The SPE('Satelite' Practice Enterprise) – Entrepreneurship Skills Training

The second phase of training is spent in the 'Satelite' Practice Enterprise (SPE) where trainees get to apply their entrepreneurial skills into simulated companies. During this phase of training, trainees are responsible for starting and running their own businesses applying the skills and knowledge acquired during their preceding period in the MPE as employee. In the SPE, trainees learn to incorporate their own company, initiate a shareholders’ meeting, build up the company organisation chart, including job specifications, policies, etc. It is also here that trainees are required to apply their entrepreneurial skills in developing business plans; preparing the company’s budget, projected income statement, projected cash flow statement and balance sheet; presenting working papers to investors and banks; experiencing risks and coming up with risk mitigation plans; developing marketing collaterals; making business and trade decisions; etc.

Hence, trainees are allowed to experience the business entity from two differing angles – as an employee (in the MPE) as well as an employer-owner (in the SPE).

The requirements of the Practice Enterprise whether as employee or employer-owner not only help create an environment for trainees to develop business skills but also individual soft skills as well as ICT skills. The methodology emphasizes the need for decision making using the relevant technical tools and the competence to articulate one’s ideas and opinions both written and orally as well as interaction between employees and those outside the organisation. All these can instil significant human skills and values in the individual such as self-confidence; communication skills; inter-personal skills and the appreciation of teamwork; good work ethics; respect for rules and regulations; discipline and others. That every task is done with a purpose, that is, in relation to the need of their business should make trainees execute each role with more meaning rather than performing a job only for the sake of complying with instruction.

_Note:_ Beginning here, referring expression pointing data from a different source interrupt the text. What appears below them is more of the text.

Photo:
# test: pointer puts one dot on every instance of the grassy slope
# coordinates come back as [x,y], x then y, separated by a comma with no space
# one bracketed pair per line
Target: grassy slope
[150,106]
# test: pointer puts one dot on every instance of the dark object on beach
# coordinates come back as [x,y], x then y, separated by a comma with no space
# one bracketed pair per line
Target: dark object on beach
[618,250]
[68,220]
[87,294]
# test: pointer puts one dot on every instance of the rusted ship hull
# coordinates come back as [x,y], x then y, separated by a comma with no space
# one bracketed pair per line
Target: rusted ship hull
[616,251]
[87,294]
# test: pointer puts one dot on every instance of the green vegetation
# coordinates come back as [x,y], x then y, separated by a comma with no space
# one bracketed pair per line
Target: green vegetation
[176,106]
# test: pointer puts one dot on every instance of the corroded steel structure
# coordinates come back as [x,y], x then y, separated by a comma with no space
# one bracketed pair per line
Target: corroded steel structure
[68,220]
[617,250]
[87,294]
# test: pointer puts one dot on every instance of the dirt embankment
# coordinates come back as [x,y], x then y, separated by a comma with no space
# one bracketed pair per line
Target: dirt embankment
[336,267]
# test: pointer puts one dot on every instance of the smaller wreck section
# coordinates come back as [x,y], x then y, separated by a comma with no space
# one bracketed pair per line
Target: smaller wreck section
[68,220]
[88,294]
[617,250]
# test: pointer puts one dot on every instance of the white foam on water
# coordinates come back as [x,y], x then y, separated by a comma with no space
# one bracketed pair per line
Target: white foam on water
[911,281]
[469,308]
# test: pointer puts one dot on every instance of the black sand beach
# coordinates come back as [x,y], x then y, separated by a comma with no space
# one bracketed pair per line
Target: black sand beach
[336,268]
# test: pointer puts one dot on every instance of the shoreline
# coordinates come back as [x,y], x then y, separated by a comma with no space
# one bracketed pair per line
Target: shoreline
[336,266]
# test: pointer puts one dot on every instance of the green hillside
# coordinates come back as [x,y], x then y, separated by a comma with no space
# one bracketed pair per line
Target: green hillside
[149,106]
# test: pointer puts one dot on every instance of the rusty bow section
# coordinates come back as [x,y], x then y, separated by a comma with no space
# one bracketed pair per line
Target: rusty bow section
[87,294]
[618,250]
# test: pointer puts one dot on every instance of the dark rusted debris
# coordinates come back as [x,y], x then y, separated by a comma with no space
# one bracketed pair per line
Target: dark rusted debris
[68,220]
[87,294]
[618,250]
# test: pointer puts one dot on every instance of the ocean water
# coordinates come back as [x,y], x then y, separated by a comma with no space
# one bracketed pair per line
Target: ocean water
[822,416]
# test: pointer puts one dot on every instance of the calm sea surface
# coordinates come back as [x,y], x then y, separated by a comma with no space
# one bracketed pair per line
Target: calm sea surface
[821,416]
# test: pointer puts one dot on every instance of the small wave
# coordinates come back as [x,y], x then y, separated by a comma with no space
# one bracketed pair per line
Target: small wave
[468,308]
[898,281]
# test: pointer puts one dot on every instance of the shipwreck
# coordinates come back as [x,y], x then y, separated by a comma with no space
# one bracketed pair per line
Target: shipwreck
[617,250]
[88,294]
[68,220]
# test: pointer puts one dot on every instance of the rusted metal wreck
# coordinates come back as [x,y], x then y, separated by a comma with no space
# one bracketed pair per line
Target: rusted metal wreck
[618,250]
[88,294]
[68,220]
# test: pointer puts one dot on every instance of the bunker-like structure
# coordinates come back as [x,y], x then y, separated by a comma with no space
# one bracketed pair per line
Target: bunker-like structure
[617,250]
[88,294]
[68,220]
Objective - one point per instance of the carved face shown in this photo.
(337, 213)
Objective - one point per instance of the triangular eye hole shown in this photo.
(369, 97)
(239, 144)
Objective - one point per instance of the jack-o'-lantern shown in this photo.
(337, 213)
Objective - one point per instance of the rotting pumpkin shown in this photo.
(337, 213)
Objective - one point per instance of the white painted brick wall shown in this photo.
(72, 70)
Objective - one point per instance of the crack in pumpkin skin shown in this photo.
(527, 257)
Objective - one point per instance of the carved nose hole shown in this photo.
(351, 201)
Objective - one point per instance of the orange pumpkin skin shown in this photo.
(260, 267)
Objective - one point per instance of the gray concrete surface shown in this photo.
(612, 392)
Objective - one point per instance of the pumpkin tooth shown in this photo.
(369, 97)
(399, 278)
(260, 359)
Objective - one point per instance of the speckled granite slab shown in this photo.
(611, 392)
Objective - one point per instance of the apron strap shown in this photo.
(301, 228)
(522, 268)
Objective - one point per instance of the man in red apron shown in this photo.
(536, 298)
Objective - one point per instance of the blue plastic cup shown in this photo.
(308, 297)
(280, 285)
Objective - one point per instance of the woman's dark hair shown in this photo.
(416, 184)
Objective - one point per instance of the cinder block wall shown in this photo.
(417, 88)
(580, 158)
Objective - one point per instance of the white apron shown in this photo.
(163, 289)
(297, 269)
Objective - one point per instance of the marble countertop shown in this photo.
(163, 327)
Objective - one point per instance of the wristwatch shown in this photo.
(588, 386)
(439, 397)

The MyPEC methodology also promotes self-evaluation. Both employability (soft skills) and entrepreneurial skills can be assessed and evaluated through a series of soft and hard targets that are created within the Practice Enterprise. Skills can be evaluated further through simulated crisis/events to ascertain trainees’ ability to cope with different situations and time/performance pressures. With these hands on and experiential training approach, would be entrepreneurs not only develop skills and knowledge in managing a business, they are also able to evaluate their capabilities in terms of running the business itself.

Therefore, we see significant relevance of the Practice Enterprise methodology if applied to the higher education environment.